Glad to see some publicity for our boy Thomas Massie.

----------


## Kotin

Woot!! Thomas is seriously kicking some ass up there.

----------


## MRoCkEd

Awesome article, front paging

----------


## torchbearer

massie for vp

----------


## July

Massie has exceeded my expectations so far. He is taking principled stands and distinguishing himself as a bold leader already. Kudos.

----------


## sailingaway

Way to start the new term!

----------


## FSP-Rebel

I sure hope Massie keeps a close eye on Bentivolio cause he's a smoker and could easily come across Boehner repeatedly if you know what I mean. In fact, B and B have already shared a few smoke breaks together. I wonder whether these Tea Party types caucus and/or meet together on a regular basis to keep the rapport alive and make sure everyone is on the same page while actively pursuing new members. Then, constituents could pressure and/or persuade their reps to join this outfit either on their own or through some of these national orgs like FreedomWorks, C4L or Americans for Prosperity.

----------


## mz10

> I sure hope Massie keeps a close eye on Bentivolio cause he's a smoker and could easily come across Boehner repeatedly if you know what I mean. In fact, B and B have already shared a few smoke breaks together. I wonder whether these Tea Party types caucus and/or meet together on a regular basis to keep the rapport alive and make sure everyone is on the same page while actively pursuing new members. Then, constituents could pressure and/or persuade their reps to join this outfit either on their own or through some of these national orgs like FreedomWorks, C4L or Americans for Prosperity.


I would think that Amash would be the one to take him under his wing, given that they're in the same delegation. Is that true about Bentivolio and Boehner? Kinda funny if it is.

----------


## Spoa

> I sure hope Massie keeps a close eye on Bentivolio cause he's a smoker and could easily come across Boehner repeatedly if you know what I mean. In fact, B and B have already shared a few smoke breaks together. I wonder whether these Tea Party types caucus and/or meet together on a regular basis to keep the rapport alive and make sure everyone is on the same page while actively pursuing new members. Then, constituents could pressure and/or persuade their reps to join this outfit either on their own or through some of these national orgs like FreedomWorks, C4L or Americans for Prosperity.


Maybe Bentivolio could be a good influence on Boehner.  You know, like a grandfather lecturing his son or grandson once in a while.

----------


## FSP-Rebel

> I would think that Amash would be the one to take him under his wing, given that they're in the same delegation. Is that true about Bentivolio and Boehner? Kinda funny if it is.

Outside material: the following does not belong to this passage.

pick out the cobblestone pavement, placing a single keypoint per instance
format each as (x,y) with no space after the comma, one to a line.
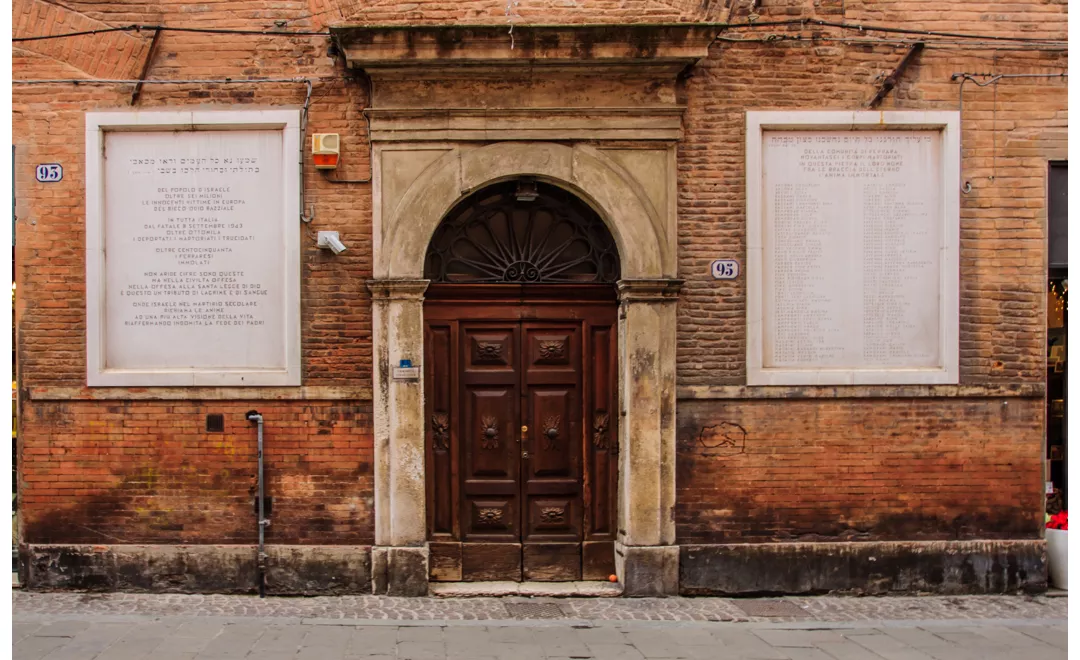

Yeah, I'd prefer if both of them kept an eye on Kerry since he's such a noob. Kerry has repeatedly stated how dedicated to the grassroots he is, so we'll see if he mans up. And yes, Kerry has been B's smoking buddy in recent times or at least he's mentioned that in front of other conservatives.

----------


## mz10

> Yeah, I'd prefer if both of them kept an eye on Kerry since he's such a noob. Kerry has repeatedly stated how dedicated to the grassroots he is, so we'll see if he mans up. And yes, Kerry has been B's smoking buddy in recent times or at least he's mentioned that in front of other conservatives.


Is it something you're worried about? You know him better than most of us do.

----------


## itshappening

If they smoke then it provides him more opportunities to bribe/threaten/persuade Kerry on key votes.

----------


## aclove

Somewhere in Kentucky, Marcus Carey is all pissed off about this.

----------


## FSP-Rebel

> Is it something you're worried about? You know him better than most of us do.

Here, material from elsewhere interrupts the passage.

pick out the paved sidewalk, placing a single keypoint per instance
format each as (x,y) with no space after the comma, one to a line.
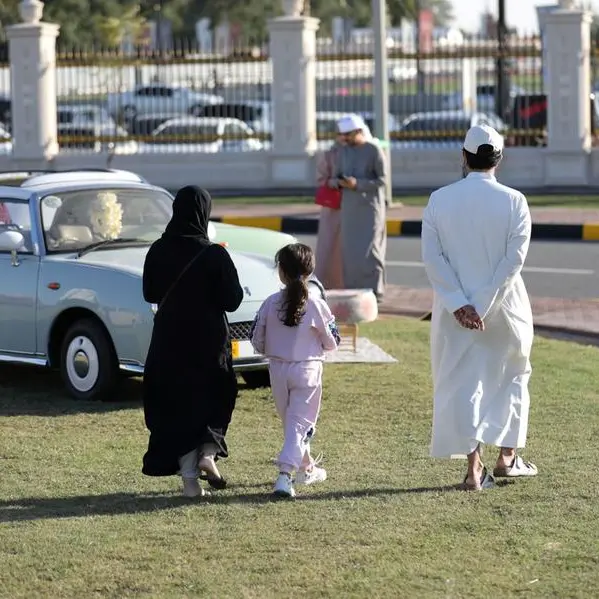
(550,314)
(577,216)
(548,223)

It's just that he's so green behind the ears and has been led around by his staff like a puppy for the better part of the campaign season. On the other hand, he seems to speak from the heart and genuinely believes in liberty while mentioning in many personal conversations to many of us that he'll hold the line. As far as having a command on things, he's miles away from Massie or Amash imo. When questioned in front of one conservative group about how he's going to be effective, he mentioned that he had met Boehner and said they were smoking buddies to which I thought was the lamest thing ever. If he plays along, perhaps the establishment will just keep him in there as their dog tho he'd have a grassroots mutiny on his hands. Do I think he aspires to have some extravagant career in DC to which he may want to play along, no. Put it like this, I have way more confidence at this point in TM and JA than KB until his record starts unfolding.

----------


## mz10

> It's just that he's so green behind the ears and has been led around by his staff like a puppy for the better part of the campaign season. On the other hand, he seems to speak from the heart and genuinely believes in liberty while mentioning in many personal conversations to many of us that he'll hold the line. As far as having a command on things, he's miles away from Massie or Amash imo. When questioned in front of one conservative group about how he's going to be effective, he mentioned that he had met Boehner and said they were smoking buddies to which I thought was the lamest thing ever. If he plays along, perhaps the establishment will just keep him in there as their dog tho he'd have a grassroots mutiny on his hands. Do I think he aspires to have some extravagant career in DC to which he may want to play along, no. Put it like this, I have way more confidence at this point in TM and JA than KB until his record starts unfolding.


Yeah I guess that's the impression I got too, at least from a distance. Really just depends on whether he listens to the right people. From what I've seen, his new chief of staff looks good, kind of a Huelskamp type, so thats a plus.

I have to think Amash understands everything you just talked about, and is prepared to point him in the right direction. I remember Kerry mentioning Amash's name a lot during the campaign.

----------


## georgiaboy

so great!  What a resume.  It's awesome to have a man such as this pulling for the American ideal.

----------


## Bastiat's The Law

> Somewhere in Kentucky, Marcus Carey is all pissed off about this.


When isn't Marcus Carey butthurt?  He can write about it on his blog that nobody reads.

----------


## Bastiat's The Law

Kerry is green, but his head and heart is in the right place for liberty and that goes a long way.  I think Kerry will defer to Massie and Amash on the issues and discuss them at length with the other liberty/tea party types.

----------